Building a small addition to the parish hall at Immaculate Heart of Mary Church in Magnolia can immediately start to make a big impact on ministries for children and young adults, pastor Father Mike Johns said.
The parish in southwest Arkansas was chosen as the 2022-2023 partner for One Church, a diocesan initiative to give a one-time financial boost to a mission or rural church in Arkansas. Immaculate Heart of Mary Church is a growing community, with one Mass in English and one in Spanish every Sunday, plus campus ministry for students attending nearby Southern Arkansas University.
When the church, rectory and parish hall were built in the late 1970s, they never included classrooms, meeting rooms and offices. For 40 years, the parish has taken over space in the rectory and parish hall for temporary classrooms and offices. The director of religious education and secretary don’t have a permanent office where they can plan events for the coming week.

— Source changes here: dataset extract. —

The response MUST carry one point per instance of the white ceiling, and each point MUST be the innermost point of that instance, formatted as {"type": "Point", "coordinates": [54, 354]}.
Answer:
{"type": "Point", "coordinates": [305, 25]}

The parish approved a two-phase plan to expand its parish hall with a conference room, two offices, enlarged kitchen and four classrooms. In phase one, the parish hall would become a ministries building, extending it about 1,000 square feet for the conference room and offices. It is estimated to cost at least $350,000.
“The parish has been working on this for years,” said Father Johns, who arrived in Magnolia in January 2020.
About 80 percent of the money is already pledged, making the parish ready for support from One Church to ensure the parish hall expansion can happen soon.
“The main reason we need the larger parish hall is we have a lot of kids,” Father Johns said. “We have a big first Communion class next year. We will have room for first Communion and sacramental prep… Increasing the space will help us build for the future.”
Alma Garcia, director of religious education and campus minister, said, “We have been longing for the parish hall and the offices and to actually have classrooms for the kids. It’s kind of uncomfortable for the teachers and the children. We have dividers to divide up the parish hall into classrooms.”
Former catechist Susan Gosdin said the temporary classrooms have made it impossible to enrich religious education lessons with bulletin boards and displays.
“When I was teaching CCD, we were in little pockets in the church and a couple of rooms in the parish hall. We had a group in the rectory conference room and then a group on the floor in his living room. We had to pack everything back up and put it away and bring it in and out.”
Father Johns said supporters of One Church also could help the parish with building and landscaping a playground to replace one that was in disrepair and removed.
“With so many kids, it was popular,” he said.
Garcia, who moved to Magnolia four years ago from New York, said, “The advantage of being in such a small community is that everybody knows everybody. People are really open to helping each other when we need to, like these kinds of things.”